When a show has a cast and directorial team loaded with awards for their previous work, you can expect quality. When the CVs of a teenage cast reads like the ‘Who is Who’ of WA community theatre, then this must be something special. We all dread plays where the accents are wrong or over emphasised, this cast had a faint American twang – just right.

Situated in a compact orchestra pit, built into the apron of the stage was the band, under the guidance of musical director, Liam Gobbert. They gave a soft flowing background, melding in with the action. They were not overpowering, but allowed the singers to have every word heard. The musicians were Drums / percussion – Alex Kent, Bass – Hannah Fredrikkson, Cello – Amanda Reynolds, Violin – Ruth Klein, Keyboard – Joshua Haines.

The choreography and body movement was fast moving and impressive.

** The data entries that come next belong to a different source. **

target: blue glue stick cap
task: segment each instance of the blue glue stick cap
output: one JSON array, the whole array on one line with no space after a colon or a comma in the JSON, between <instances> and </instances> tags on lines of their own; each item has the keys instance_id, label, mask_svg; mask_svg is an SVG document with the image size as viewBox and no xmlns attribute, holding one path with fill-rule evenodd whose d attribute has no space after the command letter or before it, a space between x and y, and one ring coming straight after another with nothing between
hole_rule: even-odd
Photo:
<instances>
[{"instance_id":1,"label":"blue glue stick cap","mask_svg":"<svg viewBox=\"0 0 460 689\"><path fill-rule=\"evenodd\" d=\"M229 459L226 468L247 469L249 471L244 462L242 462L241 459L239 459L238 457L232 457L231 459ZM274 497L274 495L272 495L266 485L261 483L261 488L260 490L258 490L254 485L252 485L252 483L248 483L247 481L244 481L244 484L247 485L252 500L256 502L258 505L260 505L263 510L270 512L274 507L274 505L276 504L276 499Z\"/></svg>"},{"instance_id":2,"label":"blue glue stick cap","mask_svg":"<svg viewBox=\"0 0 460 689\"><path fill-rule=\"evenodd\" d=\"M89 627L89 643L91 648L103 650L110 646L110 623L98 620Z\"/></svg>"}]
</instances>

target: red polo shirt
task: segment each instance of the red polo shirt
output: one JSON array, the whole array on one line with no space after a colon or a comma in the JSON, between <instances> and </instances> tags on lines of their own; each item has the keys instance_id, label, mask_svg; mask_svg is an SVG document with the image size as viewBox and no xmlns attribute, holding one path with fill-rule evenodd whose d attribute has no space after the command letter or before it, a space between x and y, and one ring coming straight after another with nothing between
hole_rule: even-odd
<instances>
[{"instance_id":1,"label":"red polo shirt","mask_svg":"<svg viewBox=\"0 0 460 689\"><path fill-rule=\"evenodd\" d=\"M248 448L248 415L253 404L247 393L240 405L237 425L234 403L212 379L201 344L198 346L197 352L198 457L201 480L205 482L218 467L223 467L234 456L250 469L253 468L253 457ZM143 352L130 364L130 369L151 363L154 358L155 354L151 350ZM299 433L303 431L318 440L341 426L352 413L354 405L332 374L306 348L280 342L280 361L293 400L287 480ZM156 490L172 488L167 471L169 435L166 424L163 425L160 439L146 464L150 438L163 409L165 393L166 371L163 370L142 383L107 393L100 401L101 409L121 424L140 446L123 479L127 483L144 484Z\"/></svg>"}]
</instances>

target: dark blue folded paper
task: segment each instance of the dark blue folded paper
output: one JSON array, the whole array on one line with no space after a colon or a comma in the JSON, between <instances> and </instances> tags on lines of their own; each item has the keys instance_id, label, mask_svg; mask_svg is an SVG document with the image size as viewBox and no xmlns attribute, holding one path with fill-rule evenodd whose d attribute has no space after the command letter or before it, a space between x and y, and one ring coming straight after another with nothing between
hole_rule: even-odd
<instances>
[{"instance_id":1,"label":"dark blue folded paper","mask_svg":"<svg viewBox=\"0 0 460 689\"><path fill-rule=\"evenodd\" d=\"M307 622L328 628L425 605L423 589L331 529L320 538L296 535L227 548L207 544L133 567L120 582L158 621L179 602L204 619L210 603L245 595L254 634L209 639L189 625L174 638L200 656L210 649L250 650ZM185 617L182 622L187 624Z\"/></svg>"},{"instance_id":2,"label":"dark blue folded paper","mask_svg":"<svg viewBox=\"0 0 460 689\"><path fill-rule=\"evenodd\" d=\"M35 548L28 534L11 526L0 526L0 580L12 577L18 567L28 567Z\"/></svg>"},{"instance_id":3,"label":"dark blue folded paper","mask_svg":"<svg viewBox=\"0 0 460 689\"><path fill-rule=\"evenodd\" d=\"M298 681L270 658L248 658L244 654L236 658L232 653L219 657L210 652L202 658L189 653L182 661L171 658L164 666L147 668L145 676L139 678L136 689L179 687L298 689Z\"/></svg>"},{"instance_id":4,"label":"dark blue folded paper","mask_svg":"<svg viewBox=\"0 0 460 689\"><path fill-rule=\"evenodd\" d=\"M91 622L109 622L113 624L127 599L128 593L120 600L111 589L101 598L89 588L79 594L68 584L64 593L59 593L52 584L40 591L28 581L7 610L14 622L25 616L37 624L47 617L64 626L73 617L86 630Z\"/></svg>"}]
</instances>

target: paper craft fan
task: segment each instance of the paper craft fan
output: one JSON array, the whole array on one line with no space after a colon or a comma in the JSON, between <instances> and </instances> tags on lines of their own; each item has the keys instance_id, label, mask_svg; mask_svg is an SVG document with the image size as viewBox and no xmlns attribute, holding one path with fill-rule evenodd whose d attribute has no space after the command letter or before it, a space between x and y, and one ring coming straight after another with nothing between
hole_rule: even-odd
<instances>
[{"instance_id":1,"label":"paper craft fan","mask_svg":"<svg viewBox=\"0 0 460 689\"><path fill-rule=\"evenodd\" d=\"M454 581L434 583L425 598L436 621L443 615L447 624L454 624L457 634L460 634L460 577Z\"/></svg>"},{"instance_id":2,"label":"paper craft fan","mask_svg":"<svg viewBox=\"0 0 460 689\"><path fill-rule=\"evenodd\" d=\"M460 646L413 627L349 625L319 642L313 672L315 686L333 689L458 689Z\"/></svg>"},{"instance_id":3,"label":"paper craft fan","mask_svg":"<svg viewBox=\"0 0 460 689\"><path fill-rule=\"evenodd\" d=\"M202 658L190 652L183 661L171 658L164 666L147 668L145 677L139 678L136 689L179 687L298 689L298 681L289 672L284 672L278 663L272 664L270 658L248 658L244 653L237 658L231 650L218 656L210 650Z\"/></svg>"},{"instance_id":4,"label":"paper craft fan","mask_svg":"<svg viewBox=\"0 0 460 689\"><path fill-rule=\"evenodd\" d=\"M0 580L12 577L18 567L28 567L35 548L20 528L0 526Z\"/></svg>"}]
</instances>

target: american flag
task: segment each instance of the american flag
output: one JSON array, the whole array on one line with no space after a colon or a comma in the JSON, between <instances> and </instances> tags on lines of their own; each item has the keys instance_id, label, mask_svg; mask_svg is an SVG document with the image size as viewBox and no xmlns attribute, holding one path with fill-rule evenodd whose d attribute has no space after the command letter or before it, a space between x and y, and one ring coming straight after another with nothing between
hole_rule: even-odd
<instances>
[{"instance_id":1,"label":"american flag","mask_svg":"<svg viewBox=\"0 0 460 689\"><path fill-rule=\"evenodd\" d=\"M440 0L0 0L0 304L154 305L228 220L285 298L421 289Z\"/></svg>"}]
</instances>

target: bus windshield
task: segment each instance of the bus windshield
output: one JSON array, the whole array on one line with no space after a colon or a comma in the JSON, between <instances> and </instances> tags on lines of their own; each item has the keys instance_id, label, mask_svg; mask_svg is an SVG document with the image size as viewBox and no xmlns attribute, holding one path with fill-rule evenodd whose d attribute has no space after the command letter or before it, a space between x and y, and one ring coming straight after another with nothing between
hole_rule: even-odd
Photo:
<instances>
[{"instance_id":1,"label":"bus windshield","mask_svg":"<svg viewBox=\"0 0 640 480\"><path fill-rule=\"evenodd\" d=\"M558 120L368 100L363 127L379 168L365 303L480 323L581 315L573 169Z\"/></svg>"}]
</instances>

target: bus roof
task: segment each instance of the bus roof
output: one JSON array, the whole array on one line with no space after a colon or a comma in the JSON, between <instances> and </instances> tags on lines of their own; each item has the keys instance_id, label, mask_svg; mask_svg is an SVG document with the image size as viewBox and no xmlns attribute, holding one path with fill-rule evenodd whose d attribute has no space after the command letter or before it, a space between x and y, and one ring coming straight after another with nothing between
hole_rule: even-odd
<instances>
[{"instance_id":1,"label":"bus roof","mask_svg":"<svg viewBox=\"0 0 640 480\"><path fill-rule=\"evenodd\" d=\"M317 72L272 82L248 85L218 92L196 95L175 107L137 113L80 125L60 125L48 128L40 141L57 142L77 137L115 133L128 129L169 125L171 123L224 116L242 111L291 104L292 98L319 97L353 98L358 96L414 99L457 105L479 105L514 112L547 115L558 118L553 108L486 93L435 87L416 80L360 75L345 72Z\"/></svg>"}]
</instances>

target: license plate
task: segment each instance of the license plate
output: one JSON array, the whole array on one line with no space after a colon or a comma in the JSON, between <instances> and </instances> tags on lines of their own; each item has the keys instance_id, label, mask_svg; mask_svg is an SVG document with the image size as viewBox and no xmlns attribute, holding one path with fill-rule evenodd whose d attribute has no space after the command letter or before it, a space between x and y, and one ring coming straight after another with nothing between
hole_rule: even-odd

The dance styles ranged from romantic and acrobatic, through to the crippling pace of Matt’s tap dance – brilliant.

The four cast members were perfectly selected. Their voices worked in amazing harmony when required, and yet any solos seemed effortless. Stephanie had tremendous power in her voice, whilst retaining perfect pitch. She showed us a couple of octaves, but I suspect there is yet another lower octave still to be ‘tapped’.

This was Jennifer’s first community theatre show, and yet this Year 11 girl handled it with self-assured conviction. Superb acting and musical theatre skills.

The cast are all in their mid-teens and yet their performances have all of the advanced talents of senior actors. Of the many young performers who attend acting schools, some just plod through, to keep their parents happy; others are immediately absorbed into the whole stage life. This cast left you breathless. The two boys, Seamus and Matt, did a duet about being friends that was reminiscent of Fred Astaire and Judy Garland ‘A Couple of Swells’ in ‘Easter Parade’, or the UK’s ‘Flanagan and Allen’s Underneath the Arches’. Very clever work.

The two directors and choreographers, Tyler Eldridge and Madeleine Shaw, can be very proud of producing such a fun-filled riveting show.

A large audience is wonderful, and a small house can be upsetting; however, is it better to have a few who really appreciate your quality and talent, than an audience in mass saying ‘That was quite nice’ and missing the skills demonstrated.

The audience was enthusiastic, and all left with broad smiles on their faces.

To everyone in this production, be proud – the show was first class, and ticked all of the boxes.